VISION-SJTU / USOT

[ICCV2021] Learning to Track Objects from Unlabeled Videos
63 stars 7 forks source link

When the pre-training model "imagenet_pretrain.model" is not loaded, the training results are very poor #17

Closed Scott233 closed 1 year ago

Scott233 commented 1 year ago

Is it necessary to load pre-trained backbone? And is there any way to make the network independent of the parameters of the pre-training model? Thank you very much!

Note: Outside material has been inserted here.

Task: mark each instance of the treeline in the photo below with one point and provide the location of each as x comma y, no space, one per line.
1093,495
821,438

zhengjilai commented 1 year ago

That is a very good question.

When I was studying unsupervised tracking 2 years ago, I actually built three variants of USOT. The first loaded imagenet supervised pretraining backbone (USOT* in paper), the second loaded unsupervised backbone Moco v2 (USOT in paper), and the last randomly initialized the backbone (just as UDT, CVPR2019). I noticed that the former two gave similar results, but the results of the third variant was very poor.

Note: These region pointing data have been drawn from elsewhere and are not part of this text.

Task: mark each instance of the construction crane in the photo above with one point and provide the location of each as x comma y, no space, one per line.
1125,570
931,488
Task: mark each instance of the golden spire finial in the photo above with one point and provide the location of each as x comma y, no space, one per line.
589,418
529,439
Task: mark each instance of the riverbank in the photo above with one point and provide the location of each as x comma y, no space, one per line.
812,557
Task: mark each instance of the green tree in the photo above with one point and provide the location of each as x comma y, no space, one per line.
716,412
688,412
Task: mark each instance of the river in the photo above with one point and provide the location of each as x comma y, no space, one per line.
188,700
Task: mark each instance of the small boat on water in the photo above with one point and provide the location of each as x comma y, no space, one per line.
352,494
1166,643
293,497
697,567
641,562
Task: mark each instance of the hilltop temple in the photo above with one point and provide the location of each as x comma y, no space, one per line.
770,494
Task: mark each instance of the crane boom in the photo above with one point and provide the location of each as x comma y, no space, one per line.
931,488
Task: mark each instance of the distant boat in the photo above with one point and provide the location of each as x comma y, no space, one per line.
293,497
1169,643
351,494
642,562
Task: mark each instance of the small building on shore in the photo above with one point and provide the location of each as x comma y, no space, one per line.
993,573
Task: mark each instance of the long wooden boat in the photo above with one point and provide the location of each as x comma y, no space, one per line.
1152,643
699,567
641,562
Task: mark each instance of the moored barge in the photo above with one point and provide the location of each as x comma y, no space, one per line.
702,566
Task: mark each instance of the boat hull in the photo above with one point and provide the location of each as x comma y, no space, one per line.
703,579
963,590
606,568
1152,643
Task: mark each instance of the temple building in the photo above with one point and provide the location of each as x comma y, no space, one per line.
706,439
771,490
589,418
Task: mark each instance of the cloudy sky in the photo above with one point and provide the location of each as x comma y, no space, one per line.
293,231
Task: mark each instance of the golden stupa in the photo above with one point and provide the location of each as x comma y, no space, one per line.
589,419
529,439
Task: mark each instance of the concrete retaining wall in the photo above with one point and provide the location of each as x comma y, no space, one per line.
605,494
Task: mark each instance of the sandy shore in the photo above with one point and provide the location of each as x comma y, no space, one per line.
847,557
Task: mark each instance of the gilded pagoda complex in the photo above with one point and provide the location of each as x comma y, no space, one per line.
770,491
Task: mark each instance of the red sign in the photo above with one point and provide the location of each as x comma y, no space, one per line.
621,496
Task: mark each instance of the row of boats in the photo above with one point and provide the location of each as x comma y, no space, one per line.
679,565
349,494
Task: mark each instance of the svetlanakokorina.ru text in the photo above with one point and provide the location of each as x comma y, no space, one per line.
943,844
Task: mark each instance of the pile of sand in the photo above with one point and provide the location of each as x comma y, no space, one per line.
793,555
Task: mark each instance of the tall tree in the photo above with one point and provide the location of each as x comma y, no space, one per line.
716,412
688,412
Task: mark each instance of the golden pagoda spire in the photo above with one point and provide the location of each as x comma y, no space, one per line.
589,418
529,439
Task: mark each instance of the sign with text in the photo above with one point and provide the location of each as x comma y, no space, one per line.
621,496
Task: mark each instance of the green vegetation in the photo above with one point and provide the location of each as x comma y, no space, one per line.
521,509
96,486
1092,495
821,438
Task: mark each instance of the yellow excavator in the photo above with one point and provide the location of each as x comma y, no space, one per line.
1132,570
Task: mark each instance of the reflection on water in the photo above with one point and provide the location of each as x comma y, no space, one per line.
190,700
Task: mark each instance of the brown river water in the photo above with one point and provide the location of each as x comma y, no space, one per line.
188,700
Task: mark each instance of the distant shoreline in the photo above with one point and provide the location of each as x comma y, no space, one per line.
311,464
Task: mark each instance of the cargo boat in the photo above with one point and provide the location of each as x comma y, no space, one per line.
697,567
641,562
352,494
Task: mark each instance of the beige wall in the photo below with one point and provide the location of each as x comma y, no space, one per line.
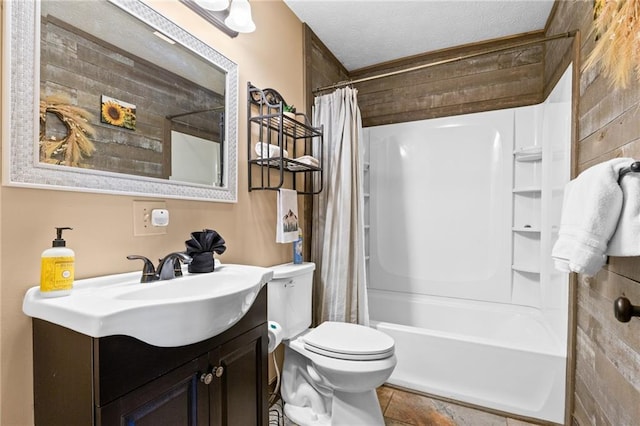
103,229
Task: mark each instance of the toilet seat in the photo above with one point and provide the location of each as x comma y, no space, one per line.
346,341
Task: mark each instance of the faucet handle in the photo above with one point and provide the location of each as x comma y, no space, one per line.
177,267
169,267
148,270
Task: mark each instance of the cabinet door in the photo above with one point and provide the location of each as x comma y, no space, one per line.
241,392
180,397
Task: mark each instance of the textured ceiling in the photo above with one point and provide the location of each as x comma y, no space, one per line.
367,32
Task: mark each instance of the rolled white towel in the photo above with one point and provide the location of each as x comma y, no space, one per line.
308,160
590,211
265,150
626,239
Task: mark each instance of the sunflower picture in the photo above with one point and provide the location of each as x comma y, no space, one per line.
117,113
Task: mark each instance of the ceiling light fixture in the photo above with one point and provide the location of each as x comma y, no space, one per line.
231,16
215,5
239,18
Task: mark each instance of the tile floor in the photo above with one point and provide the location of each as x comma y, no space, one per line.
401,408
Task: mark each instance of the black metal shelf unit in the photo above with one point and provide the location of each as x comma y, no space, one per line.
281,134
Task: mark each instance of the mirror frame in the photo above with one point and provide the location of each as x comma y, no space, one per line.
20,104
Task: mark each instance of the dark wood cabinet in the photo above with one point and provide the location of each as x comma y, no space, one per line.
119,380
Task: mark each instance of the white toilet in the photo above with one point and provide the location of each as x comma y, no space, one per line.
330,372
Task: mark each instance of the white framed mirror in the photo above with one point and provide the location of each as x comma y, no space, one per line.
77,119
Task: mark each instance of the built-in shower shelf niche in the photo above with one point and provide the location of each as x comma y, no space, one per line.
528,154
531,269
527,190
526,228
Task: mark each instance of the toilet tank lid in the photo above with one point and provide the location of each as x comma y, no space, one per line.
290,270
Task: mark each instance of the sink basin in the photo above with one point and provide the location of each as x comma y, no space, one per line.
176,312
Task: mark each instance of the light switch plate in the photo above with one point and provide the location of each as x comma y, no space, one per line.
142,218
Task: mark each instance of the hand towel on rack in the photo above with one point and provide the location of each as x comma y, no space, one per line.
626,238
287,226
590,212
266,150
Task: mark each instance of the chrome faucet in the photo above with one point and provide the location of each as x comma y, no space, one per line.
168,268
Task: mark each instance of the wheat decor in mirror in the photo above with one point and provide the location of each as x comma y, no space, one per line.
111,96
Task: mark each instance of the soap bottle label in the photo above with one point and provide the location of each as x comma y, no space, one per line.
56,273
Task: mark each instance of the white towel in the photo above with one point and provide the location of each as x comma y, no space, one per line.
626,239
287,225
265,150
590,211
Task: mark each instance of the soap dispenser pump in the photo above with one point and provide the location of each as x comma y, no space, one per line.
57,268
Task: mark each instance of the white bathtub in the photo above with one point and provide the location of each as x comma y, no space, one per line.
502,357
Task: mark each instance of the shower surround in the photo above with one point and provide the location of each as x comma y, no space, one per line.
463,212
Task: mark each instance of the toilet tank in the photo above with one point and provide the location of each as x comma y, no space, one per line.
289,297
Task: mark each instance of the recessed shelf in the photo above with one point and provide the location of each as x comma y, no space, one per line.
530,269
533,230
531,153
527,189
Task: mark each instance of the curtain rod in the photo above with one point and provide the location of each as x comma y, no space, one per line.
340,84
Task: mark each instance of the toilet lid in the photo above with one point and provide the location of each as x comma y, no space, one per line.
349,341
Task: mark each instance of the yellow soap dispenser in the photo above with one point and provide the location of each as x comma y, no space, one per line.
57,268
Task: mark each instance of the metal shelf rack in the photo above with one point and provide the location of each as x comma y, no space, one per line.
269,124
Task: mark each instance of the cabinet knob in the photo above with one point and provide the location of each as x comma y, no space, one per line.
624,310
218,371
206,378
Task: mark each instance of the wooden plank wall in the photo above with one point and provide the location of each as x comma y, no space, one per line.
505,79
83,68
321,66
607,373
607,353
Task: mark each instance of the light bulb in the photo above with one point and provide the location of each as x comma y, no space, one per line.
239,18
214,5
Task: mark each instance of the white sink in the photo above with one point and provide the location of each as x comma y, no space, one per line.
176,312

From USOT and ULAST (CVPR2022), it seems that pretrained backbone is currently still important for unsupervised tracking. It may be an interesting problem whether the pretrained backbone weights can be dropped.

Scott233 commented 1 year ago

That is a very good question.

When I was studying unsupervised tracking 2 years ago, I actually built three variants of USOT. The first loaded imagenet supervised pretraining backbone (USOT* in paper), the second loaded unsupervised backbone Moco v2 (USOT in paper), and the last randomly initialized the backbone (just as UDT, CVPR2019). I noticed that the former two gave similar results, but the results of the third variant was very poor.

From USOT and ULAST (CVPR2022), it seems that pretrained backbone is currently still important for unsupervised tracking. It may be an interesting problem whether the pretrained backbone weights can be dropped.

Thank you very much for your answers and directions!